Me sonrió. Jugábamos a eso cuando era pequeño. Yo fingía ser un cordero y la seguía balando a todas partes, hasta que ella me cobijaba en sus brazos.
Entramos en la tienda y estuvimos hablando con el tío. Le contamos todo lo que habíamos hecho, salvo nuestra conversación en el café. Mi madre parecía tranquila, pero, al volverse para despedirse, los ojos se le llenaron de lágrimas.
Iba a preguntarle si le pasaba algo, pero ella me puso el dedo en los labios, como había hecho con mi padre cuando estábamos en la estación.
– Mamá… -acerté a murmurar.
– Todo está bien -me dijo-, sé bueno y no des la lata.
No tenía dónde asirse, dónde dirigir su amargura. Había sacado un espejito del bolso y se miró en él como si mirara a otro lugar cualquiera, más allá de sí misma. Tenía los ojos aturdidos de los seres que no desean, que han dejado de soñar.

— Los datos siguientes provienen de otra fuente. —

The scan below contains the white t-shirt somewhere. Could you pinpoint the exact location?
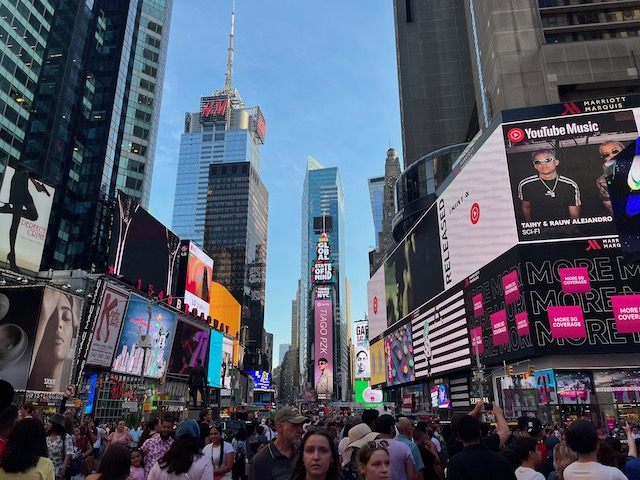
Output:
[202,442,235,468]
[562,462,627,480]
[516,466,545,480]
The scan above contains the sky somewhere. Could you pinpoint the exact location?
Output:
[150,0,402,365]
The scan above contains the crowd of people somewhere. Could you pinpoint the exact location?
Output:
[0,380,640,480]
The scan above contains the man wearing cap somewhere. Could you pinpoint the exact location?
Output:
[249,407,309,480]
[373,414,424,480]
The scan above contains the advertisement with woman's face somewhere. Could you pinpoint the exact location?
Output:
[27,288,82,392]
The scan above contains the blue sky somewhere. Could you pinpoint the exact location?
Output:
[150,0,402,363]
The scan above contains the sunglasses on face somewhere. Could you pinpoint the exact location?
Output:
[533,157,555,165]
[600,148,620,158]
[366,440,389,450]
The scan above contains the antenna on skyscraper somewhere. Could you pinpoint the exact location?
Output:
[224,0,236,90]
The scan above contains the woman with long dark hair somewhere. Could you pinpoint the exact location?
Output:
[0,418,55,480]
[202,425,234,479]
[85,445,131,480]
[147,420,213,480]
[291,430,340,480]
[46,413,73,478]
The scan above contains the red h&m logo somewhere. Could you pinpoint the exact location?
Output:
[585,240,602,252]
[562,102,582,115]
[200,100,227,117]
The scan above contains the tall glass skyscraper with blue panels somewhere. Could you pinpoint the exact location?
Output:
[299,157,349,400]
[0,0,173,271]
[172,88,265,245]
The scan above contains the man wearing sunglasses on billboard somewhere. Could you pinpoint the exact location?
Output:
[596,140,624,214]
[518,149,582,222]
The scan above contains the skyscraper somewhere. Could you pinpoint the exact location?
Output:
[172,2,269,369]
[0,0,173,270]
[299,157,349,399]
[393,0,478,168]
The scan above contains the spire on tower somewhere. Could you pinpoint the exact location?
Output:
[224,0,236,90]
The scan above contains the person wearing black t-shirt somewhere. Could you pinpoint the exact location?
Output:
[518,149,582,222]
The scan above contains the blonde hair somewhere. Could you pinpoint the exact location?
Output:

Y se fue sin volver la cabeza.
Estuve con el tío hasta el cierre de la tienda y, de regreso a casa, nos detuvimos en un par de bares, donde todos le conocían y le gastaban bromas. El sol rojizo de finales de noviembre bañaba los tejados. La torre de la iglesia, dorada, con el tejadillo cubierto de líquenes verdes, brillaba contra el cielo limpio de la tarde.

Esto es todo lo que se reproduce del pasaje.